Should They Ever Break Out Again,
The Government Would Possess The Means, From Their Command Of Money And
Modern Arms, Of Repressing Their Lawlessness With Unprecedented
Thoroughness, And Of Absolutely Subjecting Their Hitherto Inaccessible
Districts.
If the first ten or twelve years of the reign of the Emperor Taoukwang
were marked by these troubles on a minor scale, an undue importance should
not be attached to them, for they did not seriously affect the stability
of the government or the authority of the emperor.
It is true that they
caused a decline in the revenue and an increase in the expenditure, which
resulted in the year 1834 in an admitted deficit of fifty million dollars,
and no state could be considered in a flourishing condition with the
public exchequer in such a condition. But this large deficit must be
regarded rather as a floating debt than an annual occurrence.
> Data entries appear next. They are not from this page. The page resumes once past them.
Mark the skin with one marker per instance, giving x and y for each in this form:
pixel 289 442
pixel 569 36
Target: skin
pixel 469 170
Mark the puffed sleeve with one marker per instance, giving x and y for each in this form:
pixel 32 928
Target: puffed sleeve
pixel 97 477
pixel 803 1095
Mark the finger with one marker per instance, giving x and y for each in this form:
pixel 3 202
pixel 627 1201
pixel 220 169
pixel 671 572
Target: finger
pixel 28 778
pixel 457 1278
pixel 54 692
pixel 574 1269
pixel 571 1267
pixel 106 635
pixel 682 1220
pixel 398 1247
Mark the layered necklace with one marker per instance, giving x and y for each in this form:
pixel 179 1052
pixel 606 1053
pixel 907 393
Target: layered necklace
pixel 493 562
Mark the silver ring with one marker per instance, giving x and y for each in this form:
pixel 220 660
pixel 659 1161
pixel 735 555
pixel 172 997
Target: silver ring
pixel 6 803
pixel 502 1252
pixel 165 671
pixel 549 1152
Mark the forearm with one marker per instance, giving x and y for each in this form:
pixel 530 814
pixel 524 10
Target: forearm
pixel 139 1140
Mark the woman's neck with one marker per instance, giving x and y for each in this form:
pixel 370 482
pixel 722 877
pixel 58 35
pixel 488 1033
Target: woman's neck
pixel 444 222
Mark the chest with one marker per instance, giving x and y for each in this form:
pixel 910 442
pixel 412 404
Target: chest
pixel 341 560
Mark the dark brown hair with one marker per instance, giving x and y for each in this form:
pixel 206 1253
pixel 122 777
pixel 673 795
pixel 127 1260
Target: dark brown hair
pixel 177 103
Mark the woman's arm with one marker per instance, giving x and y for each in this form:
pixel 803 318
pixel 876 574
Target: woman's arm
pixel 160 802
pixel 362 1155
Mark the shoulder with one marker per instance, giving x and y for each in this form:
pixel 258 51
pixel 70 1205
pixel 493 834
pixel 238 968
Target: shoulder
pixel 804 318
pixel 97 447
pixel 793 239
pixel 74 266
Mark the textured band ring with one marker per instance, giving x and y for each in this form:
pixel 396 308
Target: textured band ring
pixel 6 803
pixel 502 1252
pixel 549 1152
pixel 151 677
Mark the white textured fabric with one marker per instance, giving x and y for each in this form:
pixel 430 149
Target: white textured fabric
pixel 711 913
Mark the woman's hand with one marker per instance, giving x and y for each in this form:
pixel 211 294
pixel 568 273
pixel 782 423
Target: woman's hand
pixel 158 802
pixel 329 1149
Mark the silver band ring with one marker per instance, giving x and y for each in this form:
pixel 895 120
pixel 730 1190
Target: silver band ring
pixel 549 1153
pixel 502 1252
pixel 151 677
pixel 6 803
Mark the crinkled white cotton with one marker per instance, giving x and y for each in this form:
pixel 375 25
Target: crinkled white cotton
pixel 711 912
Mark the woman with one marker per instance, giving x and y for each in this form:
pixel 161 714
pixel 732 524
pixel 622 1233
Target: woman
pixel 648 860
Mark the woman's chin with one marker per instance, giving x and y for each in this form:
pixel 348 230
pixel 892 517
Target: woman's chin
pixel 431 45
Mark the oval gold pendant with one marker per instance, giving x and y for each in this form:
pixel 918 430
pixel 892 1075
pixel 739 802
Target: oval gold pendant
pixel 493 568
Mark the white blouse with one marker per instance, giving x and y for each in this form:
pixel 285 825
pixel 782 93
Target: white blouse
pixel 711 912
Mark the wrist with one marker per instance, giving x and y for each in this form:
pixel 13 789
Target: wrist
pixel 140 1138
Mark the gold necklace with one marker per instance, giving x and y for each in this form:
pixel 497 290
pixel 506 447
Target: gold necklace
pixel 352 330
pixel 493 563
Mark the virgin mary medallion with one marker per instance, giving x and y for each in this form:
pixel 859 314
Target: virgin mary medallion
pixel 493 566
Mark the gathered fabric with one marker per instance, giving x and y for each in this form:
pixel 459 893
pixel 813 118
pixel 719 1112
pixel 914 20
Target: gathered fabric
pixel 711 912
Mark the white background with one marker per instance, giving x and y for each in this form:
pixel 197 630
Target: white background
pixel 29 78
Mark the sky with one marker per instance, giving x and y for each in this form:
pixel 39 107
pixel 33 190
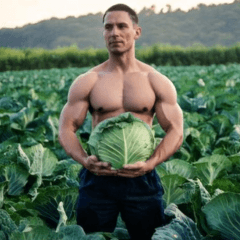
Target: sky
pixel 17 13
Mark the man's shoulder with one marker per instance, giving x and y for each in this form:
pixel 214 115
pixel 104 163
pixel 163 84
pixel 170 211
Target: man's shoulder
pixel 151 71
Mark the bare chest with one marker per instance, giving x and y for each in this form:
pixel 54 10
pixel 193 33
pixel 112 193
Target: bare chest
pixel 132 93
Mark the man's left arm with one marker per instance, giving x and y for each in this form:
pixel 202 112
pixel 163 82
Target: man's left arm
pixel 170 117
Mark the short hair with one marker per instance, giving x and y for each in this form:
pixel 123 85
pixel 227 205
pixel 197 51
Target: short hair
pixel 125 8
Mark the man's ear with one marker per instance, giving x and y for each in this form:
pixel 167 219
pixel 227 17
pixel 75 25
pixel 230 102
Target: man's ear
pixel 138 31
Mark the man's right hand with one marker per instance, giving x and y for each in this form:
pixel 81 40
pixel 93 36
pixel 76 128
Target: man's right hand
pixel 99 168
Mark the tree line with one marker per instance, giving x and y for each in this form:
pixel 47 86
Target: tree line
pixel 203 25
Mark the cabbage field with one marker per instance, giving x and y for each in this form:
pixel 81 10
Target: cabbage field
pixel 39 182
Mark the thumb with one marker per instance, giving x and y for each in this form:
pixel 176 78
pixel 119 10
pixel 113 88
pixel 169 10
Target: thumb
pixel 93 158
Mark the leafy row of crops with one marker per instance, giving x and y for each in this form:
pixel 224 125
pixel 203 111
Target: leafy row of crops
pixel 160 54
pixel 39 182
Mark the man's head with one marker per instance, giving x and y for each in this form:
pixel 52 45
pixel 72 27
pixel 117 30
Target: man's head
pixel 125 8
pixel 120 29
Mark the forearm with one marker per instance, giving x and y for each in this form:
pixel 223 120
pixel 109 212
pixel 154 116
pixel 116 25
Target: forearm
pixel 167 147
pixel 72 146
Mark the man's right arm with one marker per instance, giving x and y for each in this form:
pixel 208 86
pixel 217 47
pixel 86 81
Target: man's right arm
pixel 72 117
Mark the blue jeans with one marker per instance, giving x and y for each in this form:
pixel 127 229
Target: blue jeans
pixel 138 200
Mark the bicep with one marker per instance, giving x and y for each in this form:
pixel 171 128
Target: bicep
pixel 73 115
pixel 75 111
pixel 168 112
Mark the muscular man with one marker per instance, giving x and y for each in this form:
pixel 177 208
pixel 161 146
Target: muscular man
pixel 121 84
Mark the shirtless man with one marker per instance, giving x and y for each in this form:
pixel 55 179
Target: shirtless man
pixel 121 84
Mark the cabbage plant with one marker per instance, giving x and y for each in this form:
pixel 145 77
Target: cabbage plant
pixel 121 140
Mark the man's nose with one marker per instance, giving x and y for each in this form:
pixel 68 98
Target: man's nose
pixel 114 31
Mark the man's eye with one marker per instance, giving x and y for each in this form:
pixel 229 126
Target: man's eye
pixel 107 27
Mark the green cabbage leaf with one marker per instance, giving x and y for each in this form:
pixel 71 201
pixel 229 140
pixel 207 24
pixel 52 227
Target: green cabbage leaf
pixel 122 140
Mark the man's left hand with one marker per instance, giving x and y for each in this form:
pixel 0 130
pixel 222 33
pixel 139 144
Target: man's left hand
pixel 135 170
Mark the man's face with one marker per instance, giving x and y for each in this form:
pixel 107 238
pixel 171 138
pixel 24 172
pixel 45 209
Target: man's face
pixel 120 32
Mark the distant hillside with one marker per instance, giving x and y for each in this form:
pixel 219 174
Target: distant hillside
pixel 206 25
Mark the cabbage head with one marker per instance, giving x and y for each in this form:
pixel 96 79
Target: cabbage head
pixel 121 140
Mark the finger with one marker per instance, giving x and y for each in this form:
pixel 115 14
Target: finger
pixel 132 166
pixel 93 158
pixel 127 175
pixel 106 173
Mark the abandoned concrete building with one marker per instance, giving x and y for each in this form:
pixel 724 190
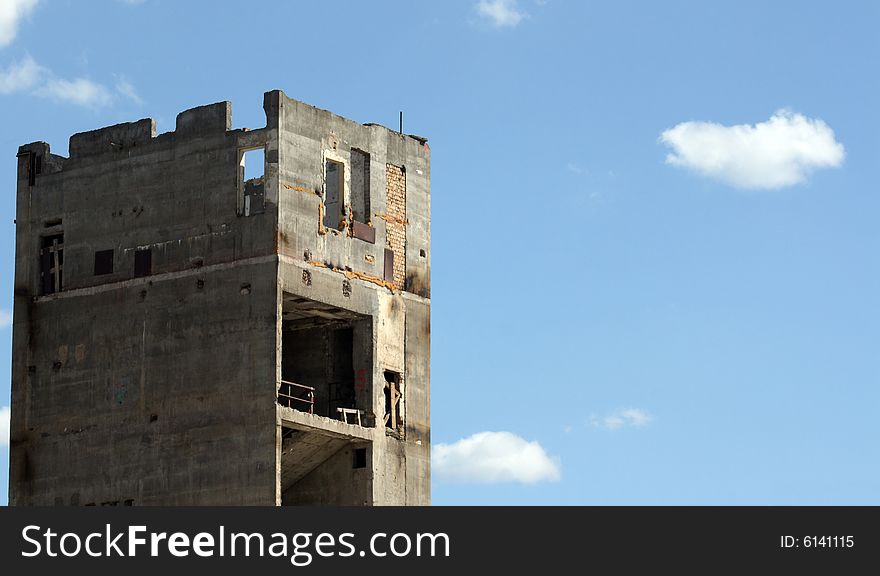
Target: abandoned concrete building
pixel 188 333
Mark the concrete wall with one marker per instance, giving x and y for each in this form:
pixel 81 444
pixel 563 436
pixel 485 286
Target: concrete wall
pixel 146 390
pixel 162 389
pixel 400 217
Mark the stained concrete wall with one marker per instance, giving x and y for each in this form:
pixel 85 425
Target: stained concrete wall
pixel 308 136
pixel 162 390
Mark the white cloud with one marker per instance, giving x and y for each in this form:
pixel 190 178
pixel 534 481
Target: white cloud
pixel 125 88
pixel 4 426
pixel 28 75
pixel 21 76
pixel 501 13
pixel 633 417
pixel 11 12
pixel 77 91
pixel 493 457
pixel 780 152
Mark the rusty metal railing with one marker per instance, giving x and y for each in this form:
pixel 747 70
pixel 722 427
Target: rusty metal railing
pixel 297 396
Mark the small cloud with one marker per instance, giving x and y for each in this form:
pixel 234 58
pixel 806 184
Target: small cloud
pixel 574 168
pixel 125 88
pixel 78 91
pixel 501 13
pixel 29 76
pixel 632 417
pixel 21 76
pixel 4 426
pixel 11 13
pixel 783 151
pixel 494 457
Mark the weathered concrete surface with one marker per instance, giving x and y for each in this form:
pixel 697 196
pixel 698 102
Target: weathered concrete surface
pixel 161 387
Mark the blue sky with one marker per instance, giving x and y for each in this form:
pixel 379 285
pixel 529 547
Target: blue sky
pixel 655 272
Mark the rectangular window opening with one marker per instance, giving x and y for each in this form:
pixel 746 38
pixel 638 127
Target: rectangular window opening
pixel 252 168
pixel 359 459
pixel 103 262
pixel 143 263
pixel 393 415
pixel 334 203
pixel 51 263
pixel 360 185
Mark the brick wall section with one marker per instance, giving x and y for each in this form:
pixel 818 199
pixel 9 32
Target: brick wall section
pixel 395 238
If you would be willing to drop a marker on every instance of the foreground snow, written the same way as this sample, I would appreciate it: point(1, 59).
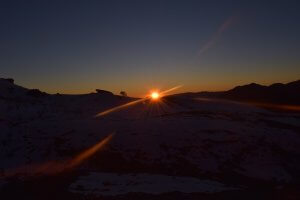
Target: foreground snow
point(111, 184)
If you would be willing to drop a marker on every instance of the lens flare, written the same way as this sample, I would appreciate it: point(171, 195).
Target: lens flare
point(155, 95)
point(55, 167)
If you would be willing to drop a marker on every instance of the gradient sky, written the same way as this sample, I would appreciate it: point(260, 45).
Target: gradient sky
point(78, 46)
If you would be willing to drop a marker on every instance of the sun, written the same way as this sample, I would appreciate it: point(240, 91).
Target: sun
point(155, 95)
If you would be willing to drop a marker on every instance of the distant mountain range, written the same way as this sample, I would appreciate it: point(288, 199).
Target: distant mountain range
point(276, 93)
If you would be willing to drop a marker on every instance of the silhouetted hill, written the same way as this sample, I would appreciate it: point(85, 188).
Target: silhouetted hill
point(277, 93)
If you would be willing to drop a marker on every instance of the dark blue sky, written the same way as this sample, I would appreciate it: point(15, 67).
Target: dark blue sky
point(77, 46)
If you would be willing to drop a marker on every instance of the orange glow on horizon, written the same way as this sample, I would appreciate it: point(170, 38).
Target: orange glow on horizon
point(155, 95)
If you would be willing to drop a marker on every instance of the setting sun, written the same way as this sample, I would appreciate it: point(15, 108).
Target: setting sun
point(155, 95)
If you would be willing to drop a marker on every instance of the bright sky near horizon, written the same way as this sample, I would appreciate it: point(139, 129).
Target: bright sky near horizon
point(136, 46)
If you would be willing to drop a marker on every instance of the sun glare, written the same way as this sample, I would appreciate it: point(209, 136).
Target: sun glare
point(155, 95)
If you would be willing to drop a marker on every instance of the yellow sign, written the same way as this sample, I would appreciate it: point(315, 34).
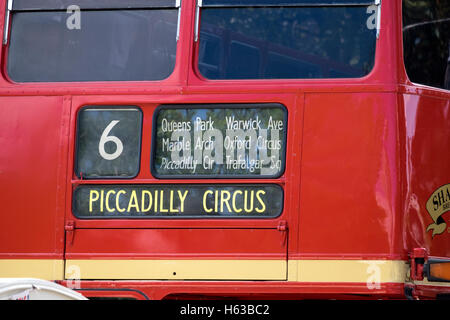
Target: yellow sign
point(437, 205)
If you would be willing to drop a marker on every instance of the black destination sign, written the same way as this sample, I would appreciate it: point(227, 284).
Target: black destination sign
point(219, 141)
point(178, 201)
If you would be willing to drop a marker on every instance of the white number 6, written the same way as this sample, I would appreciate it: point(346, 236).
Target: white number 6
point(105, 138)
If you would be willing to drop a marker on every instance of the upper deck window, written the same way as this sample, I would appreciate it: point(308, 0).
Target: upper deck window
point(53, 40)
point(290, 39)
point(426, 34)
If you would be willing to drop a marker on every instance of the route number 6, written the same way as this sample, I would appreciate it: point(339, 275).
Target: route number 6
point(105, 138)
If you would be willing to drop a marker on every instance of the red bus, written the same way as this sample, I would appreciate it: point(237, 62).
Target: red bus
point(167, 149)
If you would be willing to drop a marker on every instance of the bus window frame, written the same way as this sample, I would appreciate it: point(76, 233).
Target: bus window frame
point(410, 85)
point(325, 3)
point(107, 6)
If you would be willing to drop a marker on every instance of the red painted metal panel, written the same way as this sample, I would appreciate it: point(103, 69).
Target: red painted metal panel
point(32, 172)
point(426, 135)
point(350, 177)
The Chinese authorities continued to hinder and protest against the
foreign trade and intercourse between their subjects and the merchants of
Europe as much as ever; but their opposition was mainly confined to edicts
and proclamations. When Commissioner Lin resorted to force and violence
some years later the auspicious moment for expelling all foreigners had
passed away, and the weakness of the government contributed in no small
degree to this result. Taoukwang, although his claims as occupant of the
Dragon Throne were unabated, could not pretend to the power of a great
ruler like Keen Lung, who would have known how to enforce his will. For
was it possible after 1834 to continue the policy of uncompromising
hostility to all foreign nations whose governments had become directly
interested in, and to a certain extent responsible to, their respective
peoples, for the opening of the Chinese empire to civilized intercourse
and commerce. Up to this point Taoukwang's only experience of the
pretensions of the foreign powers had been the Amherst mission, in the
time of his father, which had ended so ignominiously, and the Russian
mission which arrived at Pekin every ten years to recruit the Russian
college there, and to pay the descendants of the garrison of Albazin the
sum allotted by the czar for their support. But from these trifling
matters Taoukwang's attention was suddenly and completely distracted to
the important situation at Canton and on the coast, the settlement of the
questions arising out of which filled the remainder of his reign.
CHAPTER XVII
THE FIRST FOREIGN WAR
AT the very time that the Emperor Taoukwang, by the dismissal of the
Portuguese astronomers at Pekin and by his general indifference to the
foreign question, was showing that no concessions were to be expected from
him, an unknown legislature at a remote distance from his capital was
decreeing, in complete indifference to the susceptibilities of the
occupant of the Dragon Throne, that trade with China might be pursued by
any English subject. Up to the year 1834 trade with China had, by the
royal charter, remained the monopoly of the East India Company; but when
the charter was renewed in that year for a further period of twenty years,
it was shorn of the last of its commercial privileges, and an immediate
change became perceptible in the situation at Canton, which was the
principal seat of the foreign trade.